But I went on and on and on. And then the next night, or next day I hid out in an old straw stack. And then that afternoon on the third day, I was scared then, because this arm was swollen as tight as it could swell, and I was having to carry it in the other hand. And all my fingers began to turn blue. And I realized gangrene poisoning setting in. And, you know, nobody to do anything for you. And I realized I'm going to die just like a rat beside the road. That's a terrible feeling. And I thought, "What'll I do? I'll just get out and go a little sooner. Maybe I'll have to rap on somebody's door."

That's what I did. I remember as I walked out, I don't know how far, I saw this lamp. It was an old-fashioned lamp burning. Very poor house. No paint on it. Now, I knew those were poor people. So I walked up to the screen door and I rapped on it. And a tall man came to the door. He was rather old. And I said, "Please may I have a drink of water?"

And do you know that old man didn't answer me. But he walked back into the house and he called his wife. And, God bless her heart, she's like most old-fashioned mothers. She came to the door, and she didn't say, "Who are you?" and "What do you want?" Thank God, there are a lot of good people in this world.

That dear little woman just pushed that door open and said, "Won't you come in and sit down?" Do you know that's the most beautiful music I've ever heard in my life? I should say I'll come in and sit down!

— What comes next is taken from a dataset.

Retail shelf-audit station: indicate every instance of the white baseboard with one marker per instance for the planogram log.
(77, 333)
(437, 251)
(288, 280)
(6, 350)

And she pulled out a chair. And I sat down on it. I was glad to sit down. And, you know, their house was poor. There was no rugs on the floor of any type. A table cloth. Red-checkered table cloth on the table. A little old stove over there in the corner and there was a fire in it. And that woman put some milk in a pan and heated it and brought it over to me.

And, you know, I'm hungry. I don't have any manners. I forgot how to act. I forgot a lot of things in twenty-two years.

And I grabbed that glass of milk before she ever set it down. And I gobbled it down. I'm so hungry! I felt like I'm going stark mad. And I took it instantly. And the moment it touched my stomach, of course, I couldn't retain it. I lost it. I haven't had any whole milk in twenty-two years. You can understand why I couldn't take it.

And she knew what to do. She went out into the kitchen and she heated some water - or rather over to the stove - and heated some water. And, bless her heart, she put sugar in that water and brought it over to me. And she sat down and gave it to me from a spoon.

I took every bit of it. Oh, it was good. It was nourishing. And then the daddy walked over by me and he said, "Now tell us who you are and where'd you come from."

I began to cry. I was scared then. I said, "I run away from the convent and I'm not going back."

And he said, "What happened to you?" My hand was laying up on the table.

And I said, "Well, I tried to get over the gate and I fell and I'm hurt."

And, you know, he said, "We'll have to call a doctor."

And, bless your sweet life, then I really became hysterical! I got up from the table. I was going to run back outside and they wouldn't let me.

He said, "Wait a minute. We're not going to hurt you. You're hurt. You'll have to have help."

I said, "I don't have any money and I don't have any people. And I can't pay a doctor bill."

Of course, I was just in a terrible mess, if you want to know it. And that man said to me, "I'm going after a doctor." He said, "And he's not a Roman Catholic. Neither am I."